Sergeant Shivpal Singh

Personal information
- Nationality: Indian
- Born: 6 July 1995 (age 31) Varanasi, Uttar Pradesh
- Allegiance: India
- Branch: Indian Air Force
- Rank: Junior Warrant Officer

Sport
- Country: India
- Sport: Track and field
- Event: Javelin throw

Medal record
Men's athletics
Representing India
Asian Championships
| Silver medal – second place | 2019 Doha | Javelin throw |
South Asian Games
| Silver medal – second place | 2019 Kathmandu | Javelin throw |
Military World Games
| Gold medal – first place | 2019 Wuhan | Javelin throw |

= Shivpal Singh =

Indian javelin thrower

Junior Warrant Officer Shivpal Singh (born 6 July 1995) is an Indian javelin thrower and a Junior Commissioned Officer (JCO) in the Indian Air Force.

He finished eighth at the 2018 Asian Games and won the silver medal at the 2019 Asian Championships.

Shivpal Singh failed to qualify for the men's javelin throw final at IAAF World Championships 2019.

His personal best throw is 86.23 metres, achieved at the 2019 Asian Championships in Doha.

In 2016, Shivpal Singh won the men's javelin throw event at the Budapest Open athletics in Hungary.

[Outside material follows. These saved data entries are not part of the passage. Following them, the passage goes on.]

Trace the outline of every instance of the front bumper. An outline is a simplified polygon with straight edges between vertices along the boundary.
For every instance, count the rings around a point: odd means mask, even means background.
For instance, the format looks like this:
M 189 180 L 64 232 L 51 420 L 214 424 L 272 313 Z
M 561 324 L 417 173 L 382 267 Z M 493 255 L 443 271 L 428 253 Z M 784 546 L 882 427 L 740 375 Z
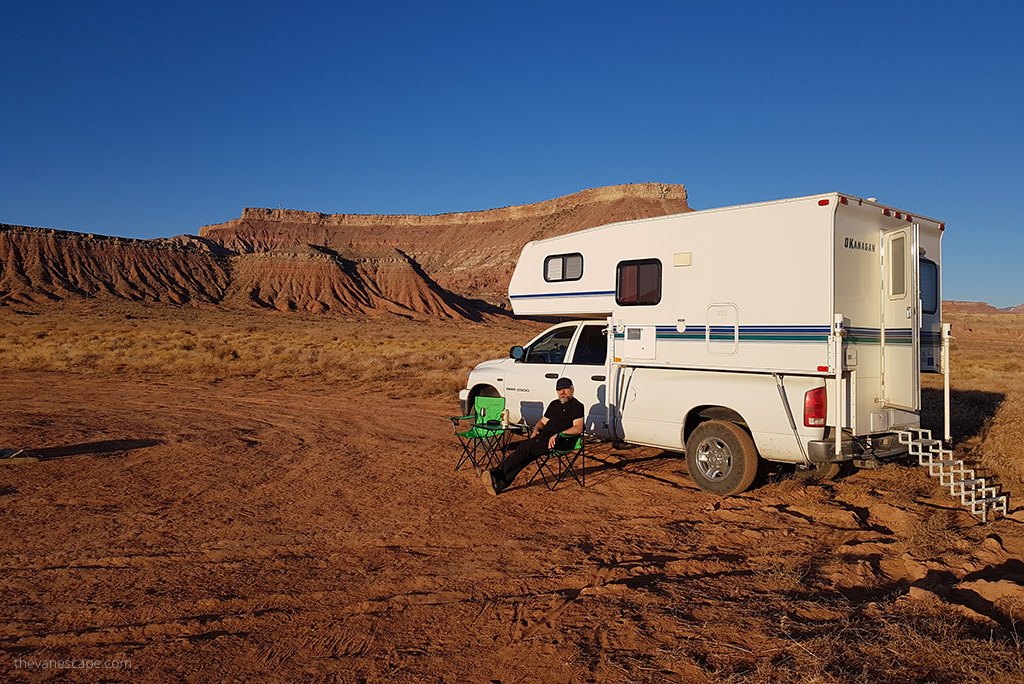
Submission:
M 469 390 L 468 389 L 459 390 L 459 411 L 460 411 L 460 413 L 459 413 L 460 416 L 468 416 L 469 415 L 467 413 L 467 411 L 469 411 Z
M 843 439 L 841 448 L 836 454 L 834 439 L 811 440 L 807 443 L 807 458 L 811 463 L 837 463 L 855 458 L 892 458 L 907 453 L 907 445 L 900 444 L 893 433 Z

He finished eighth in the previous edition of the Asian games (2018) as he could only manage one throw off his 3 chances due to an elbow injury. In 2015, he was selected for the junior world championships but was left out of the squad because of the injury.

Shivpal threw the javelin at a distance of 85.47 metres to qualify for the 2020 Olympics.

He was suspended for four years for doping violations, with the suspension running up to 10 October 2025. The ban has been lifted as of Jan 2024.

== Personal life ==
Shivpal Singh is a resident of Hingutargarh village under Dhanapur block of Chandauli district in Uttar Pradesh. His father Ramashray Singh is working in PAC. Shivpal has inherited the sport of javelin throw. His father, uncle Shivpujan Singh and Jagmohan Singh are also javelin throwers.